At a meeting of religious studies teachers there was reflection on changes in the level of Biblical literacy among students coming from primary school. It is hard to imagine they would have met the expectations of Miss Rabbage.
Miss Rabbage would have handed out Bibles that were blue-grey in colour; inside the hardback covers was a diagrammatic history of the Bible in English. It would be more than a decade later, while studying theology, that I would discover that these were copies of the Revised Standard Version of the Bible, a version respected by academics and biblical scholars. In retrospect, it seemed reasonable that this should be the version that we should have read in the junior class at our primary school; there were not many other versions around and Miss Rabbage, our teacher, would have sought the best.
Miss Rabbage taught us about the Acts of the Apostles, including Saint Paul’s travels through Italy to reach Rome. His journey includes a stop at the Three Taverns; his journey was recorded on a map in the Bibles from which we would read with Miss Rabbage. “The Three Taverns” had a reassuring tone to the ears of a small boy at a tiny country primary school in the West of England. “The Three Taverns” conjured up pictures of flat-cap wearing, ruddy faced farmers in old tweed jackets and corduroy trousers in the town on market day. It had about it a sense of the safe and secure.
Did Miss Rabbage not explain that Paul’s journey to Rome would lead to his death? I am sure she did. Perhaps it is part of the genius of childhood to see time as a series of discrete moments rather than as a continuous process. Memories come back as individual, self-contained entities; often without any narrative to link them together.
Think about memories of summer holidays in younger years: the pictures are often vivid. How many memories do people have of the spring that preceded those summer experiences, or of the autumn that followed them?

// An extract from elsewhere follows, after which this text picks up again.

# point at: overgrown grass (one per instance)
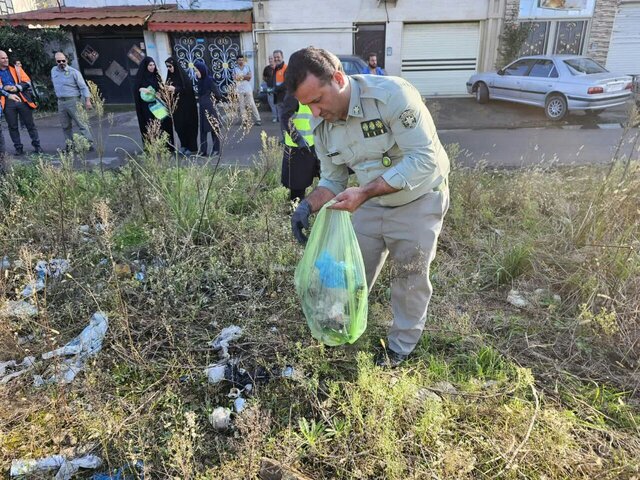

Perhaps one of the reasons that children often have little or no sense of death is that time is the experience of the here and now, there is no sense of time as a process leading to an inexorable end. Tom Stoppard’s character Rosencrantz asks:
Whatever became of the moment when one first knew about death? There must have been one, a moment, in childhood when it first occurred to you that you don’t go on for ever. It must have been shattering – stamped into one’s memory. And yet I can’t remember it. It never occurred to me at all. What does one make of that? We must be born with an intuition of mortality. Before we know the words for it, before we know that there are words, out we come, bloodied and squalling with the knowledge that for all the compasses in the world, there’s only one direction, and time is its only measure.
Is he right? Is there an intuitive knowledge of death? If so, why do The Three Taverns have an enduring happy place in my memories and the ensuing death of Paul have no place at all?